Illinois border

Illinois border

Ben Kinney, JD


California, New York, and… Wisconsin?

The Midwest powerhouse that never was thanks to an Illinois lawyer.

With the Illinois bicentennial this year, it is appropriate to think what Wisconsin could have been had not Michigan annexed the Upper Peninsula and Illinois taken the southern part of Lake Michigan.  Chicago may have developed in Wisconsin.  In the Midwest, Wisconsin would have been a super-state to rival both coasts.

Two hundred years ago Illinois territory’s delegate convinced Congress to redraw the proposed state boundary between Illinois and Wisconsin. Originally, Illinois’ northern border was to be directly west of the southernmost tip of Lake Michigan, 51 miles south of where it currently is.

Nathaniel Pope, the forward-thinking Illinois lawyer at the center of the plan to set the northern boundary at its 42 degrees, 30 minutes latitude, ensured that Illinois would have lake shore property. It would also be connected to New York and New England by the Great Lakes Channel making it an economic juggernaut at the port that would become Chicago. The move also allowed Illinois to capture the necessary 40,000 person population required to become the 21st state in 1818 and set Wisconsin back by 30 years, not becoming a state until 1848.
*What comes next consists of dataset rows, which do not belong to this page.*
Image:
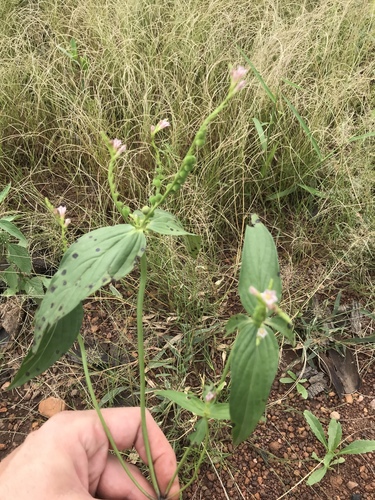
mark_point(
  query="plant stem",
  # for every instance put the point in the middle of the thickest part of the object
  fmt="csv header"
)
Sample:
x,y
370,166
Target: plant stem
x,y
141,364
103,422
226,369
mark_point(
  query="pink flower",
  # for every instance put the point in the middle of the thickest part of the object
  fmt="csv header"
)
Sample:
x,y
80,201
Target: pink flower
x,y
269,297
60,211
118,146
238,78
162,124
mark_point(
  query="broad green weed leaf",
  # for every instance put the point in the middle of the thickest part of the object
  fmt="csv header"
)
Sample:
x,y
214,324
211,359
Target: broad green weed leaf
x,y
13,230
201,429
90,263
316,427
317,476
218,411
4,193
357,447
253,369
165,223
187,401
19,256
334,434
55,342
260,267
193,244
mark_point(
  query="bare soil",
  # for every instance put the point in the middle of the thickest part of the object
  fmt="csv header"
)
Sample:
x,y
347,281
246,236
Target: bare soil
x,y
273,464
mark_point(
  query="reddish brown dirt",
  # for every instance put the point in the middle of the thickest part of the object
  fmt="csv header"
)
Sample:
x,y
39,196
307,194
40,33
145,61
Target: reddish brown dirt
x,y
271,465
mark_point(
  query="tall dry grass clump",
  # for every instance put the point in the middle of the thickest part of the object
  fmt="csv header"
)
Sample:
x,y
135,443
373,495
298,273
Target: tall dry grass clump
x,y
149,60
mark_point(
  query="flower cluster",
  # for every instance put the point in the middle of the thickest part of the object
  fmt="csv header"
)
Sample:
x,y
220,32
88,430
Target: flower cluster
x,y
238,78
162,124
118,147
60,211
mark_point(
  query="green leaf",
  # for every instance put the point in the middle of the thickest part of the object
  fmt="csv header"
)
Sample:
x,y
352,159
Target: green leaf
x,y
253,369
90,263
283,326
334,434
187,401
286,380
218,411
235,322
357,447
317,476
13,230
260,267
165,223
4,193
193,244
34,287
201,430
55,342
19,256
316,427
302,391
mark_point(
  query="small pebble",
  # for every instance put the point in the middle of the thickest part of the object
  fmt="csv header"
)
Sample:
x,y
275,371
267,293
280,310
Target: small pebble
x,y
336,415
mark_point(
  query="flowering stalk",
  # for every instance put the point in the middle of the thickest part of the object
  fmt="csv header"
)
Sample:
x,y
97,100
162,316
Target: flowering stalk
x,y
60,213
116,148
237,83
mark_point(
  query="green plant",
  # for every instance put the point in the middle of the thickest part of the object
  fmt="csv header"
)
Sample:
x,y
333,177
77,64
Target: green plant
x,y
110,253
293,379
17,274
333,455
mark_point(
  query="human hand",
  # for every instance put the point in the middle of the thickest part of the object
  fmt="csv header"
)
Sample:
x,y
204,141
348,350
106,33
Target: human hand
x,y
68,458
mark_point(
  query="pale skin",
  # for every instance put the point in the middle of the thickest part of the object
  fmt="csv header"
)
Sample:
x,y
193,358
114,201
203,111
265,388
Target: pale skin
x,y
68,458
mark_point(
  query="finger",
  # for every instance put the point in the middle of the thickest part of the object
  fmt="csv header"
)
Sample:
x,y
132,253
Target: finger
x,y
116,484
125,427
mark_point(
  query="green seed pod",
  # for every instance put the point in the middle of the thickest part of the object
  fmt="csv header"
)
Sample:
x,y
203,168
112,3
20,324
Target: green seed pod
x,y
190,161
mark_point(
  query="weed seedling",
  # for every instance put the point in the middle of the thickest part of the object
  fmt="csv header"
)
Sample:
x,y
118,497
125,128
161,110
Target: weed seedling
x,y
333,455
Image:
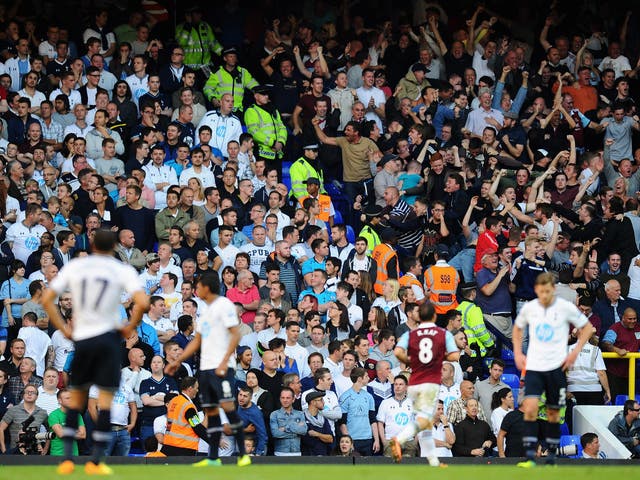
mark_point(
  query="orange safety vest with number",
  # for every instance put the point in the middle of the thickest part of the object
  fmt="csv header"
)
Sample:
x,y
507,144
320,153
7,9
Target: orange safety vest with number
x,y
180,432
408,281
381,255
324,202
442,282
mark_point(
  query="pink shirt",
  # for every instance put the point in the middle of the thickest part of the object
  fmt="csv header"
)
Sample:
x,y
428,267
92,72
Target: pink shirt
x,y
251,295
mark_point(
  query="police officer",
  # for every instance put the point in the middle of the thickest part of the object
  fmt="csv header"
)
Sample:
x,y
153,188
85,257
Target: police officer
x,y
264,123
229,78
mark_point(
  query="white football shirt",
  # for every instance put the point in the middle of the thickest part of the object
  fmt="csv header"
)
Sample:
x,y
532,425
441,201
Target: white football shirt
x,y
548,332
96,283
213,326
Imagine what would have been. Wisconsin would have been the gateway to the Mississippi River, skyrocketing its economic development and forever hamstringing that of Illinois. Whether the consequence of the altered border is good or bad is up for debate and may depend on your individual state allegiance – this writer was raised in Wisconsin. But at least we can all agree that the lawyer, Nathaniel Pope, saved us all from the Chicago Packers.